Infection danger to orbit from a sinus
Infections from the maxillary sinus can spread through the floor of orbit and involve orbital contents.

Medially are the ethmoidal air cells, or tiny spaces in the ethmoid bone. Infections may arise in the ethmoidal labyrinth.

1. There is potential danger to the optic nerve in trying to clean or irrigate these air cells due to the very thin medial wall, and accidentally hitting the nerve. People have been blinded in this way.
Detachment of Retina
May result from a blow to the eye.

Can cause flashes of light or floating specks.
Papilledema
Edema of the retina. Caused by increased CFS pressure which slows venous return from the retina. Can be seen as a swelling of the optic disc.

Could be caused by a brain tumor.
Injury to masseteric nerve (V3)
Ipsilateral deviation of the chin via the muscle attachment of primarily the pterygoid muscles. The jaw will swing toward the side. Deviation of the jaw to the right means that V3 on the right is injured.

Atrophy of the temporal fossa and laterally, near the cheek (due to lack of innervation to the masseter).
Chronic epistaxis
Chronic nosebleeds.

Sphenopalatine- main blood supply of the nasal cavity; terminal branch off maxillary artery.

Patients will have their maxillary artery ligated to fix.

Good collateral blood supply allows this.
How can infection travel from the skin of the nose or cavernous sinus to the pterygoid venous plexus?
Via deep facial vein from facial vein.

Via inferior opthalmic vein from cavernous sinus.
Jefferson (burst) fracture of the atlas
Fracture of one or both of the bony arches of the atlas.

Results from compressive forces passed through the occipital condyles into the atlas (example, diving accidents where the head hits the bottom of a pool, or dropping heavy object onto head). The lateral masses are somewhat wedge-shaped with the medial aspect narrower and the lateral aspect wider. When this happens, the lateral masses tend to be displaced laterally.

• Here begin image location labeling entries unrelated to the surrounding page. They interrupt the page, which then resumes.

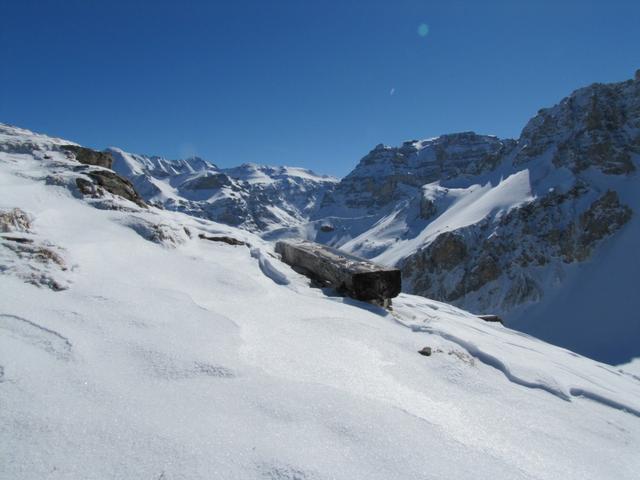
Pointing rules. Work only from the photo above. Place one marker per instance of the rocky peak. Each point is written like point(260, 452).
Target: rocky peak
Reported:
point(385, 173)
point(596, 126)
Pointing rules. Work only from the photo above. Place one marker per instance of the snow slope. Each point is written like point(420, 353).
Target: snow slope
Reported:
point(257, 198)
point(167, 356)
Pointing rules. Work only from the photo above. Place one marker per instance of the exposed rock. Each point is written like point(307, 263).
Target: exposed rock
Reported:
point(160, 233)
point(427, 208)
point(88, 156)
point(223, 239)
point(14, 220)
point(490, 318)
point(425, 351)
point(112, 183)
point(355, 276)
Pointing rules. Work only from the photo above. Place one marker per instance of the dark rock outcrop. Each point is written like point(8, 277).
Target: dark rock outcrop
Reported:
point(88, 156)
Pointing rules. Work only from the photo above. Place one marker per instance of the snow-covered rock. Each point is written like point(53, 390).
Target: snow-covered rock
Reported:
point(173, 357)
point(254, 197)
point(517, 228)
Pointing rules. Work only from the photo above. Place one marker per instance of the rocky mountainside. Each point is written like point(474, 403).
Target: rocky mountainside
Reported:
point(542, 230)
point(255, 197)
point(516, 228)
point(135, 345)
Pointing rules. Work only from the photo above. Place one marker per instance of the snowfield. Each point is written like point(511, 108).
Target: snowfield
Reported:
point(166, 356)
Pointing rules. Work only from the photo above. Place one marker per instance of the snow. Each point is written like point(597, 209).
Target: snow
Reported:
point(462, 207)
point(196, 359)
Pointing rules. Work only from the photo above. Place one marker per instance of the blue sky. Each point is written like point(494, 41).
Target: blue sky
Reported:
point(308, 83)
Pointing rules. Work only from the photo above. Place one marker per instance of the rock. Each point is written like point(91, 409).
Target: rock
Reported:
point(88, 156)
point(490, 318)
point(446, 251)
point(356, 277)
point(223, 239)
point(14, 220)
point(427, 208)
point(112, 183)
point(426, 351)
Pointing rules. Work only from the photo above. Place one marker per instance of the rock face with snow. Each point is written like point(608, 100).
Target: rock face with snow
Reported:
point(255, 197)
point(501, 226)
point(169, 356)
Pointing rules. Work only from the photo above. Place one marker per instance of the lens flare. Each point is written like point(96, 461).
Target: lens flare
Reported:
point(423, 29)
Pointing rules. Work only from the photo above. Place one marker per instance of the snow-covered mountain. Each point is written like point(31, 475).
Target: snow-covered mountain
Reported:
point(542, 231)
point(255, 197)
point(131, 347)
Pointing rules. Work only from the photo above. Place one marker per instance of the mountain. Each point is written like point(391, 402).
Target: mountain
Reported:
point(255, 197)
point(541, 230)
point(132, 346)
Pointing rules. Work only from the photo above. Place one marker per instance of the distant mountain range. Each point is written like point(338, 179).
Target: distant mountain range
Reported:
point(542, 230)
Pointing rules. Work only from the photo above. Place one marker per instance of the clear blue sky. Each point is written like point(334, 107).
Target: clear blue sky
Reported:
point(308, 83)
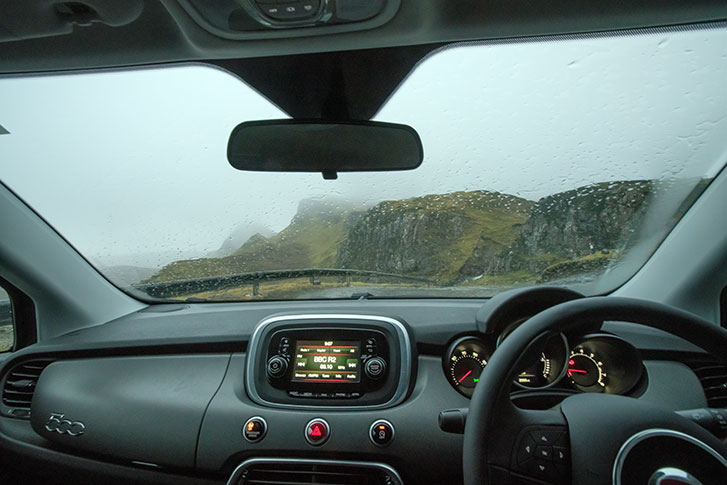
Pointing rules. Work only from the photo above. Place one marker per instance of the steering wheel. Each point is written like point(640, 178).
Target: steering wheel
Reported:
point(591, 438)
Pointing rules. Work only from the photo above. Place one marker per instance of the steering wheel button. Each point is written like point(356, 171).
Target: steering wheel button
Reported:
point(544, 452)
point(546, 436)
point(526, 449)
point(560, 454)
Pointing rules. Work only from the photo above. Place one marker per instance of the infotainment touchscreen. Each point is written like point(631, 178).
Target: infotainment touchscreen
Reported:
point(331, 361)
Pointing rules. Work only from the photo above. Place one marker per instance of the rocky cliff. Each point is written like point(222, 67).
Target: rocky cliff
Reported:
point(432, 235)
point(454, 238)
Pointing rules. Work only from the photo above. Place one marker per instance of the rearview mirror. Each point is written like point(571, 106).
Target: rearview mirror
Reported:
point(326, 147)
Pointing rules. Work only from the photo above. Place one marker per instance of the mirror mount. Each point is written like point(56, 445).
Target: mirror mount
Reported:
point(324, 147)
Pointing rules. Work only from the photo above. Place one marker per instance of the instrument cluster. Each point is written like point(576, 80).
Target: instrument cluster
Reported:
point(598, 362)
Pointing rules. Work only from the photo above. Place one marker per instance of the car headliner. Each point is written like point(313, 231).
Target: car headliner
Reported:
point(308, 72)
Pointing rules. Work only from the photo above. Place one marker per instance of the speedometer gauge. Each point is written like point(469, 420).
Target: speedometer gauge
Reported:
point(585, 371)
point(465, 369)
point(463, 363)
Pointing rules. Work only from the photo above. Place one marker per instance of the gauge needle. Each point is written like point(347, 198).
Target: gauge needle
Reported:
point(463, 377)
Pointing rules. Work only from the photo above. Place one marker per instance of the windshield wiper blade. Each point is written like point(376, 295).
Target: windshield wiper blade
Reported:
point(167, 289)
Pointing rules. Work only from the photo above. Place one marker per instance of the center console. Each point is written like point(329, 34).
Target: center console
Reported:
point(347, 361)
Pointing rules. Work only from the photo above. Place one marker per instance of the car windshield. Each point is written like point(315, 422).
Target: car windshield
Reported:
point(562, 161)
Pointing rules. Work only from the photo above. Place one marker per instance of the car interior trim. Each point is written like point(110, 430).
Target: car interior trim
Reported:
point(654, 432)
point(237, 473)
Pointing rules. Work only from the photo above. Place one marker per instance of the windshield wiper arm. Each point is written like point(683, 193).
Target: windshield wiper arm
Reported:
point(167, 289)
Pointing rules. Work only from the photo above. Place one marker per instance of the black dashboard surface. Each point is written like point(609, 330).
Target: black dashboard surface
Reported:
point(181, 368)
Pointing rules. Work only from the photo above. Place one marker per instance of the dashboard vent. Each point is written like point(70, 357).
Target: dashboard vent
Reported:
point(713, 376)
point(19, 386)
point(303, 472)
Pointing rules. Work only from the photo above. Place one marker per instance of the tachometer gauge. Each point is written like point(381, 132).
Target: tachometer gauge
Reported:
point(465, 369)
point(585, 370)
point(463, 363)
point(602, 362)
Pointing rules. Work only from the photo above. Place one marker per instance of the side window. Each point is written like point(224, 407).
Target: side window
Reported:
point(7, 332)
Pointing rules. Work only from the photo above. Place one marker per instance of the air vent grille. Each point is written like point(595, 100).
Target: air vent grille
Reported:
point(19, 386)
point(713, 376)
point(300, 472)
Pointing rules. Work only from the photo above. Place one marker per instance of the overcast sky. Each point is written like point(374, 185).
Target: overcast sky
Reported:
point(131, 167)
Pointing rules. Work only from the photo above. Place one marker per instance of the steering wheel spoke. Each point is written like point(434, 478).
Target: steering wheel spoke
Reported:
point(540, 449)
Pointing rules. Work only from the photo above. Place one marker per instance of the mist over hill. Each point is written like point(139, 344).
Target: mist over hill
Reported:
point(453, 238)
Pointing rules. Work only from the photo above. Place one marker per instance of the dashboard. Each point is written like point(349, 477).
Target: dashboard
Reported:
point(240, 393)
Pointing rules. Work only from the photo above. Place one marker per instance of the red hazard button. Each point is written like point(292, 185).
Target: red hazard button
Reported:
point(317, 431)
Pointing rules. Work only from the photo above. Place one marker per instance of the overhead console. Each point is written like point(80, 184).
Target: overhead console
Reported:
point(239, 19)
point(329, 360)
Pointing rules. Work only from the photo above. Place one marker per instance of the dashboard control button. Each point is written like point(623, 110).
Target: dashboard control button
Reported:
point(526, 449)
point(254, 429)
point(381, 432)
point(371, 346)
point(375, 368)
point(317, 431)
point(277, 367)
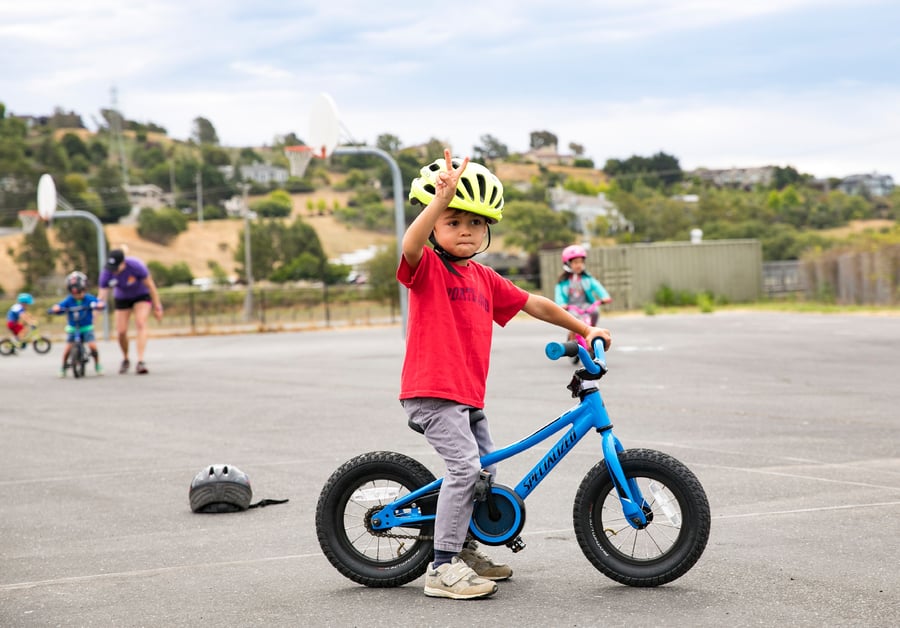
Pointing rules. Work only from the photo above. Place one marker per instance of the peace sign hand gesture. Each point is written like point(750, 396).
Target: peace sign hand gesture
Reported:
point(445, 185)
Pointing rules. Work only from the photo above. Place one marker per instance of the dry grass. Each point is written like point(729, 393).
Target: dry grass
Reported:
point(214, 240)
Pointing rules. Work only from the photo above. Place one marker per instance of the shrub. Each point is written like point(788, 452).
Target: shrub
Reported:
point(161, 225)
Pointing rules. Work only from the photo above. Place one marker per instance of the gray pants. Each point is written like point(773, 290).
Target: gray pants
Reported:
point(447, 429)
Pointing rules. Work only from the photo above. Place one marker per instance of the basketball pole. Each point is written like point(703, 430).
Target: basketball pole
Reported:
point(71, 212)
point(399, 215)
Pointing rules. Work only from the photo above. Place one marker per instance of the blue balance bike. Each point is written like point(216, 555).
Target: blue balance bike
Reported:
point(79, 356)
point(640, 516)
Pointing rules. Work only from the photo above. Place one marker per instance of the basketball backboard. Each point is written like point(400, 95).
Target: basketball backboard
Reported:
point(46, 197)
point(324, 126)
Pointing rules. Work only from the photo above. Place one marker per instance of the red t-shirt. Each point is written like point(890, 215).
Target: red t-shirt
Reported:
point(448, 336)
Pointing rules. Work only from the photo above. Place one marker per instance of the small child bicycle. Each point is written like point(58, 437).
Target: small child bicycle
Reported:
point(640, 516)
point(79, 356)
point(585, 315)
point(40, 343)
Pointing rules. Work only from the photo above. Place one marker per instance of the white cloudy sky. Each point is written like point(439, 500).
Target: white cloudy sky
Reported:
point(718, 83)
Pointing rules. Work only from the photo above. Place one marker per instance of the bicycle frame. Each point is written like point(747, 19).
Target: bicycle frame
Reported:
point(590, 413)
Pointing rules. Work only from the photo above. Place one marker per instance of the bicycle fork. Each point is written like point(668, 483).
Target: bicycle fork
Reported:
point(634, 507)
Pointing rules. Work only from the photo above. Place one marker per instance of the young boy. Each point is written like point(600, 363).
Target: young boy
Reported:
point(18, 316)
point(76, 283)
point(453, 303)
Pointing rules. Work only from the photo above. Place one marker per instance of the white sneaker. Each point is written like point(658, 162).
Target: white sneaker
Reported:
point(482, 564)
point(457, 581)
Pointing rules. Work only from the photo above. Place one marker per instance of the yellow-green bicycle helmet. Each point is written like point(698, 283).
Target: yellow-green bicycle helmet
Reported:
point(479, 191)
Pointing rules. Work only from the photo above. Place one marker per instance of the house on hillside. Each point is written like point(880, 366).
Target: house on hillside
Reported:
point(588, 209)
point(548, 156)
point(264, 174)
point(873, 184)
point(744, 178)
point(148, 196)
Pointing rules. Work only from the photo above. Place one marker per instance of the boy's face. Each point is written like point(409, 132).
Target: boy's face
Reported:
point(461, 233)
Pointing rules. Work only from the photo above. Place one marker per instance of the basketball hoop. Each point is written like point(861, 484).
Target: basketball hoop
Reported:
point(29, 219)
point(299, 158)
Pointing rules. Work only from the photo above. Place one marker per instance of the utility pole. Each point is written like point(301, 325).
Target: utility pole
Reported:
point(172, 179)
point(116, 132)
point(199, 179)
point(248, 257)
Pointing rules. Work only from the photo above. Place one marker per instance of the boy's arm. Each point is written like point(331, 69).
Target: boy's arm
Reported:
point(417, 234)
point(544, 309)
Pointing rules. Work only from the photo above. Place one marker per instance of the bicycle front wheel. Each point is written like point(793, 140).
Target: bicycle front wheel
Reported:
point(678, 520)
point(360, 487)
point(41, 344)
point(76, 359)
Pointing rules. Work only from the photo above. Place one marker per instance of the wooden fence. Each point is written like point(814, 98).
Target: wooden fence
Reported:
point(634, 273)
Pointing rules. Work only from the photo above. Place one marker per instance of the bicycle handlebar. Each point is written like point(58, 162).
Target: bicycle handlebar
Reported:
point(595, 366)
point(590, 309)
point(76, 308)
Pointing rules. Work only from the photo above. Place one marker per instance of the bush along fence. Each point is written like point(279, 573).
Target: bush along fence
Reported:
point(274, 309)
point(862, 277)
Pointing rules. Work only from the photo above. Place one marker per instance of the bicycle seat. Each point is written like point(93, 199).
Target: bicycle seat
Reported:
point(475, 415)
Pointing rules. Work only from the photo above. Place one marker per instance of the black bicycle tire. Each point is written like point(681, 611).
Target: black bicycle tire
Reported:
point(41, 344)
point(689, 543)
point(333, 536)
point(76, 359)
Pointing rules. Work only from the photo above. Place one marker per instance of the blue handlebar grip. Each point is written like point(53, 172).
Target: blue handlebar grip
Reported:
point(599, 352)
point(555, 350)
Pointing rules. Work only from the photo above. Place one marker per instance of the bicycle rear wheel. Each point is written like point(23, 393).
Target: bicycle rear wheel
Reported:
point(76, 359)
point(41, 344)
point(358, 488)
point(678, 520)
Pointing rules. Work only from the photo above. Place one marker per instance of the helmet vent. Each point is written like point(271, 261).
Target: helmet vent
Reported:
point(482, 185)
point(468, 185)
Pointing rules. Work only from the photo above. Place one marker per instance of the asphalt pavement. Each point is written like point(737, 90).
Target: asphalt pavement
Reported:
point(790, 421)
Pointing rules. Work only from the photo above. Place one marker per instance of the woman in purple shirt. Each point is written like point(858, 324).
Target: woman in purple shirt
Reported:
point(134, 291)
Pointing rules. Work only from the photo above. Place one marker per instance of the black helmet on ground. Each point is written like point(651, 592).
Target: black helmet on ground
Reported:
point(220, 488)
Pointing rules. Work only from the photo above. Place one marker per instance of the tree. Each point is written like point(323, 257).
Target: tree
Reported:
point(388, 143)
point(161, 225)
point(108, 185)
point(18, 173)
point(381, 272)
point(535, 227)
point(542, 139)
point(490, 149)
point(203, 132)
point(35, 258)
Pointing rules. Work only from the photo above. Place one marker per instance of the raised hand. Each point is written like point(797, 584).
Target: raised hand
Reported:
point(445, 186)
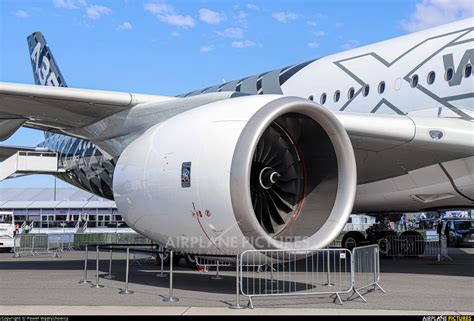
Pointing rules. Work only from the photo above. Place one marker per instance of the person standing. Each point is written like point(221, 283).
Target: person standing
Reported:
point(446, 232)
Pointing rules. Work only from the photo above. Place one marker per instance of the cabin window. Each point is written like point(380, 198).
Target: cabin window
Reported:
point(414, 81)
point(351, 93)
point(467, 70)
point(323, 99)
point(381, 87)
point(431, 78)
point(366, 91)
point(449, 74)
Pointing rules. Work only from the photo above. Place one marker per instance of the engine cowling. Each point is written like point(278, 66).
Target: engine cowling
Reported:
point(256, 172)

Sometimes if the force is great enough, the transverse ligament of the atlas will rupture. If the ligament doesn’t rupture, there may not be damage to the spinal cord, because of increased diameter of the ring. If it does rupture, then the dens may impinge on the spinal cord and cause serious injury or death.
Hangman's fracture of the atlas
The neck is hyper extended by the noose. When the person is hanged the pars interarticularis of the axis (between the superior and inferior articular processes) is fractured. The dens can be fractured as, usually at its base. About 40% of [axial] fractures involve the dens.

If base is fractured, its blood supply is cut off and you get avascular necrosis; not good in terms of healing.

Fractures of the body heal better because the 2 fragments still have their own blood supply.
What happens if the transverse ligament of the atlas is ruptured?
The atlas can be displaced anteriorly. The posterior arch of the atlas traps the spinal cord between it and the dens.

There is some leeway for anterior displacement of the atlas because about a third of the diameter of the ring of the atlas is occupied by dens, a third by the spinal cord, and the remaining third by the soft connective tissues, meninges, and fluids (CSF).

This principle is Steele’s Rule of Thirds.

You can get displacement of the atlas of up to one third of the diameter of the ring and the patient may still be relatively asymptomatic, but once it exceeds one third, you get compression of the spinal cord.
Where can infections of the teeth, tonsils and base of the tongue travel to?
First to the lateral pharyngeal space then to the retropharyngeal space to the heart.
Horner's Syndrome
Caused by lesions on the sympathetic trunk which cut off the sympathetic innervation of the head.

Ptosis and miosis involve the internal carotid plexus because this is the way that the dilator pupillae and superior tarsal muscle are innervated.

Vasodilation and anhydorsis in the face mainly involves the plexus along the external carotid artery.